Note Design Studio and TOG (The Office Group) have revealed their vision of what the office space of the future should look like – as expressed by their collaboration in reinventing Douglas House, a new six-floor office building on Great Titchfield Street.
Setting out to create a workplace where people can feel stimulated by their environment and thus be truly productive, Note and TOG strived to fill every inch of Douglas House with personality.
The connection between our environments, our emotions and our productivity informed Note’s design concept for the project. In Douglas House, they aimed to create somewhere that surprises you from the moment of entry, as well as engaging the brain with touches of the unpredictable, administering what Note calls a ‘gentle punch’ to all who step in off the street.
Nasim Koerting, head of design at TOG, said of the project: "Our previous collaboration with Note, Summit House, was different to anything TOG had done before – it was genuinely ground-breaking – so we were confident that working together, we would inject something truly exciting and forward-thinking into Douglas House. We wanted to create somewhere that suited a variety of workspace styles, that broke with the conformity often associated with the office, and which conveyed a sense of journey and discovery.”
Douglas House is a 47,000 sq ft building at 131–151 Great Titchfield Street on the Langham Estate in the West End.
When TOG acquired the lease, the 1930s block was devoted to functional but uninspiring office space. TOG had previously called on Note to design the interiors of its office space Summit House in Holborn and were hugely impressed with the way the Stockholm-based practice was able to translate the art deco exterior into a high-level contemporary design that complemented and enhanced the Grade II-listed building.
Douglas House’s post-war architecture offers less for both design teams to respond to creatively, so the challenge here was to give it a strong identity that would enable it to hold its own against its more dramatic neighbours in Fitzrovia.
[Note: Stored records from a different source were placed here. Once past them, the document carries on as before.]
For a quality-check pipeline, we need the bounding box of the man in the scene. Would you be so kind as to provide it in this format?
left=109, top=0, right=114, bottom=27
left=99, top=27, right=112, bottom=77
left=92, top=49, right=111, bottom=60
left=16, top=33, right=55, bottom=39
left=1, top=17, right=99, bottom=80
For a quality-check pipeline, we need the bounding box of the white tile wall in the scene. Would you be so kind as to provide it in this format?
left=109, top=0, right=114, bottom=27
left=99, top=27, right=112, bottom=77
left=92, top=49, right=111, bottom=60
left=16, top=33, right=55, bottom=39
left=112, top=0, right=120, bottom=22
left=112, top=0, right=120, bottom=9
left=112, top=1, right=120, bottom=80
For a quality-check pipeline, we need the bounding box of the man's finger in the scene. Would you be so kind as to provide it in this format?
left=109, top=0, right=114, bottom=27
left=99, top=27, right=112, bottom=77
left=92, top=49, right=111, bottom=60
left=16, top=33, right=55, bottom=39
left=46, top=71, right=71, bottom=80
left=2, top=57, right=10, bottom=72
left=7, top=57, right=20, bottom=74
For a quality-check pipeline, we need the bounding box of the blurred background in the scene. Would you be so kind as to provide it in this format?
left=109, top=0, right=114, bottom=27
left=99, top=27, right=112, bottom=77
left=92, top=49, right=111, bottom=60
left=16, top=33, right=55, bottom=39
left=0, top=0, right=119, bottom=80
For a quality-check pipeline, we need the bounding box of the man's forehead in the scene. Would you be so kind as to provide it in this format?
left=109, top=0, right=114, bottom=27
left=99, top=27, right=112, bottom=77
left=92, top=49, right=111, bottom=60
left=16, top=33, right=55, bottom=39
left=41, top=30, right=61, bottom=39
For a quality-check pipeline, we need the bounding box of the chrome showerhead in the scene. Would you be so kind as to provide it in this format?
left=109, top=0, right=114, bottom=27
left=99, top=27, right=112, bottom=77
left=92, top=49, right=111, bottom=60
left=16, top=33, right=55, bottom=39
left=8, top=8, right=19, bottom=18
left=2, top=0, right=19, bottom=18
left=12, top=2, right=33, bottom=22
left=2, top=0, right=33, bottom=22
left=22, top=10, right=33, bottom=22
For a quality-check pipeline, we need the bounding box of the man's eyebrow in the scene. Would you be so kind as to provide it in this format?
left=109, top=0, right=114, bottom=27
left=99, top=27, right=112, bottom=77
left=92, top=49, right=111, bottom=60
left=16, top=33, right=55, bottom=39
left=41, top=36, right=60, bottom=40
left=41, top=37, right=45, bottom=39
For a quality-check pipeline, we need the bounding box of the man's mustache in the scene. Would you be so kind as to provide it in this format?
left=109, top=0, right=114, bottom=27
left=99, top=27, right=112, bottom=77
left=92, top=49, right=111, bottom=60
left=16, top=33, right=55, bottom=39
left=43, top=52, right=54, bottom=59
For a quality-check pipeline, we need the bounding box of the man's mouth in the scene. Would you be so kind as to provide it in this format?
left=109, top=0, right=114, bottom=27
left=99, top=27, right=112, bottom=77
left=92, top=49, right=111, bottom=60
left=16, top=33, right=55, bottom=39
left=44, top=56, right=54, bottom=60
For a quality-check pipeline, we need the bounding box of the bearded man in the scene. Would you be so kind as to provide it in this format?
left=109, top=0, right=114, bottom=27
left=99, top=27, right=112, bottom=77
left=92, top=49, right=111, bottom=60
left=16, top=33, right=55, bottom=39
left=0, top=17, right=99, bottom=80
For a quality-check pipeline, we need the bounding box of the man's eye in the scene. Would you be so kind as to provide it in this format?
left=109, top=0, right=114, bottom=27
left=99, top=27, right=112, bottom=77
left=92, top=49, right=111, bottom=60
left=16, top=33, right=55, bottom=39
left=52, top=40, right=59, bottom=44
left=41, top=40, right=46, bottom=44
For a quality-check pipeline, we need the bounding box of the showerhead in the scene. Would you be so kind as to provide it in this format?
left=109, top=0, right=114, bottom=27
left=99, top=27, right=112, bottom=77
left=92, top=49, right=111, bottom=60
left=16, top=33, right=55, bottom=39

Key design elements of the space include a striking curvilinear wall of glass that runs the entire length of the ground floor. Based on the idea of a hand-drawn line, the wall creates a sense of light, transparency and openness throughout the space, which is split into three ‘rooms’ by the building’s two stair cores.
The colour palette comprises warm woody neutrals and desert shades defining the communal spaces and break-out areas, and cooler, softer blues used in the meeting rooms and working areas where concentration and focus are required. Pops of primary colour come in the form of vivid ultramarine Marenco armchairs and sofas by Artrex, Muller van Severen hanging lamps and powder-coated stools in bold red and blue.
Elsewhere, the inventive material palette draws strongly on natural finishes, incorporating ash stained in various shades, walnut and terrazzo. Designing around a building with extensive wear and tear, wherever possible, Note and TOG agreed to retain the existing materials from the original design.
When this was not possible, materials that would be reusable in future (including steel, glass and ceramics) were selected. Where plastics were required, the team employed the 100% recyclable Tarkett IQ range of wall and floor coverings. Remarkably, they were able to salvage the building’s existing parquet floors in their entirety, lifting, renovating and replacing every last block. Other sustainability-led initiatives include the addition of a bank of solar panels and a green biodiverse roof.
In keeping with its ‘gentle punch’ and ‘breaking the grid’ concepts, Note has ensured there is a striking contrast between the exterior and interior. Outside, the building’s facade is repetitive and grid-like; inside is an altogether richer, more fluid and less predictable experience – beginning at the moment of entry, when you’re confronted with a wide reception desk in a head-turning blue ALPI Sottsass veneer.
It is a contrast not a clash – certain features of the façade, such as its iron detailing, acted as jumping-off points for the design of the interior, and the colour of the bricks was the springboard for developing the colour palette.
Alongside the expected features of a modern workplace – gym, roof terrace and 20 meeting rooms (including 10 informal, collaborative spaces and a traditional boardroom) – Douglas House also includes a number of more innovative additions, including a ‘recharge room' for breakout moments during the working day, a plant- filled ‘oxygen room’ on the top floor in which to recharge and reconnect with nature, a flexible workspace with a café, and a dedicated room for nursing mothers.